Male mice are terrified of bananas according to new study

The stink of skunk on the family dog, the stench of burnt campfire popcorn, and the odour of a septic tank pump-out—there are undoubtedly some smells that can easily skyrocket a cottage owner’s stress levels. But humans aren’t the only members of the animal kingdom to get stink stress. Researchers from McGill University have uncovered an unusual stink-induced stressor for a certain critter: it turns out that male mice are stressed by the smell of bananas.

“Stress affects almost every biological and and behavioural phenomena,” says the co-author of the study, Dr. Jeffrey Mogil, a professor in the department of psychology at McGill University and the E. P. Taylor Chair in pain studies.

Animals behave differently depending on whether their stress levels are high or low, says Mogil. For scientists whose research includes lab animals like mice, an unknown environmental stressor could end up skewing the results of their experiment.

“I think it’s really important to try to figure out all the stressors and all the confounds we can find so research in the future is better,” says Mogil.

It was students from McGill University who first noticed that male mice were behaving oddly in the laboratory. “I’ve learned over the years that when my students notice something we should follow it up,” says Mogil.

A series of experiments showed that the male mice were reacting to the presence of pregnant and lactating female mice also housed in the laboratory. The main offender for the stress turned out to be a chemical in the urine of the female mice called n-pentyl-acetate.

Male mice are known to kill the offspring of other mice.
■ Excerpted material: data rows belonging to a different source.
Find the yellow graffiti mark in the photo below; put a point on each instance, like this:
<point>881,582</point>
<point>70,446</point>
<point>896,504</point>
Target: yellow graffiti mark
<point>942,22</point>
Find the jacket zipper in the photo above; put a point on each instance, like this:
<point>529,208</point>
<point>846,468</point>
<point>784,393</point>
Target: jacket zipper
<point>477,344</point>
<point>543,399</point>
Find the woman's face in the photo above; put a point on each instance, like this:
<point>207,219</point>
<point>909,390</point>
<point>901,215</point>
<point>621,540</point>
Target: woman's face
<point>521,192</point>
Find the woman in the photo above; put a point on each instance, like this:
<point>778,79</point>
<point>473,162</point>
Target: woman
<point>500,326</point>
The researchers think that the n-pentyl-acetate is being used by pregnant and lactating female mice to send an aggressive and stinky message to males: back off.

“This is a new form of social signalling that’s never been described before,” says Mogil. “Mice signal to each other all the time through smell, but there are very few examples of females signalling to males on a topic that doesn’t involve sex. The message here is that there might be a fight.”
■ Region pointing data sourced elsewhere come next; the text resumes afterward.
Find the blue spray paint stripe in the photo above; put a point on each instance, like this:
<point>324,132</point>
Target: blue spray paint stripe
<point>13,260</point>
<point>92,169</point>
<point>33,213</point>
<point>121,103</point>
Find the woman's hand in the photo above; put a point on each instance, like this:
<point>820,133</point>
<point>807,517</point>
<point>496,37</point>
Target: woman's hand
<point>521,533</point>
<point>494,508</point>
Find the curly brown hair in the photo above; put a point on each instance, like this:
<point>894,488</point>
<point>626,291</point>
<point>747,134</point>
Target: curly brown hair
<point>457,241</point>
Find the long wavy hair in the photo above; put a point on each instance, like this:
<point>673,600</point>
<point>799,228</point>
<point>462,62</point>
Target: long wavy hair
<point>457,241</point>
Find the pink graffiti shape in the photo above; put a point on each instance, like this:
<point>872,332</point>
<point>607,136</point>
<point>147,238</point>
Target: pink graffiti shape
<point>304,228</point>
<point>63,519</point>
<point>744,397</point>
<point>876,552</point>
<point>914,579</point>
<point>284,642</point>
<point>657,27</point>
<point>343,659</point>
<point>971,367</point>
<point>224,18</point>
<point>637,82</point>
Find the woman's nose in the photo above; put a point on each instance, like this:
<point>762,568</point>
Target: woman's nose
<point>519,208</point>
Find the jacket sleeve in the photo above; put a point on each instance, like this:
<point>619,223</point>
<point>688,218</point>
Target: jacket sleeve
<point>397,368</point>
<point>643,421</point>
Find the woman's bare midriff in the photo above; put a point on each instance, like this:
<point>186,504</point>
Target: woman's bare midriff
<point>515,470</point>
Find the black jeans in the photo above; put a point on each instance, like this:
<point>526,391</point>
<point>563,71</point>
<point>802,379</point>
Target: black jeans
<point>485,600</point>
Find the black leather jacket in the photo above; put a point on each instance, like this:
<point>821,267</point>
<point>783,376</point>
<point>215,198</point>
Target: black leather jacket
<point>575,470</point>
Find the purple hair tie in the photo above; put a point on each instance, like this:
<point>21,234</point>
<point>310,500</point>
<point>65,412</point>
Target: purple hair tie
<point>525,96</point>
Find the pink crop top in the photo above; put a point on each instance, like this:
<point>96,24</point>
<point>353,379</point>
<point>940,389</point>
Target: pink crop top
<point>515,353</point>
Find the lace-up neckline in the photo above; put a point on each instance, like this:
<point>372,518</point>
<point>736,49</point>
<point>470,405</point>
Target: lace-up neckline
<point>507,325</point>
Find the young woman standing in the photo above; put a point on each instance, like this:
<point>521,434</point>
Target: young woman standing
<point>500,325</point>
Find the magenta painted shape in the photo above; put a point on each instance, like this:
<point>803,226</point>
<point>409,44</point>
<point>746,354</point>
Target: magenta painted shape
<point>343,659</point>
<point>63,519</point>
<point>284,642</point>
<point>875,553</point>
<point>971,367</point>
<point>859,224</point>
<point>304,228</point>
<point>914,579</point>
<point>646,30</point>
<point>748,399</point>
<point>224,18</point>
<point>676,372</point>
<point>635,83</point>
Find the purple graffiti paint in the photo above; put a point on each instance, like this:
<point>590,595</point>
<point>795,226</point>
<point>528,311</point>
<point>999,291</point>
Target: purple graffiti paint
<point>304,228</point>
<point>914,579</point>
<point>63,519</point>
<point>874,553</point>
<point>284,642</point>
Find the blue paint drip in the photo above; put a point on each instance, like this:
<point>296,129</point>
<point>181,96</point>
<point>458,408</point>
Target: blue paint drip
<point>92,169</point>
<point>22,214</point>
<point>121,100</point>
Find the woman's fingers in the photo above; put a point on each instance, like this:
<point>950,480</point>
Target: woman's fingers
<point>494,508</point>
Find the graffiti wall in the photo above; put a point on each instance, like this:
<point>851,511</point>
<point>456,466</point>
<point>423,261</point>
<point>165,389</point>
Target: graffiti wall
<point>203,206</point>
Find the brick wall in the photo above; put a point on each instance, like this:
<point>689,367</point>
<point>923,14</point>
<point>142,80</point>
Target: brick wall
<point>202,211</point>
N-pentyl-acetate happens to be very similar in structure to isopentyl acetate, the chemical that gives bananas their signature odour. The researchers found that banana oil produced the same stress reaction in male mice as the female urine. “The fact that it’s banana smell that seems to be the most important chemo-signal is funny,” says Mogil.

If you’re hoping the researchers stumbled upon the secret key to halting rodent infestations, think again. The smell only works on male mice, points out Mogil—which isn’t much use if females come around. “We’re certainly not suggesting that anyone try to control mice in their house with bananas,” he says. Best to save your bananas for banana bread.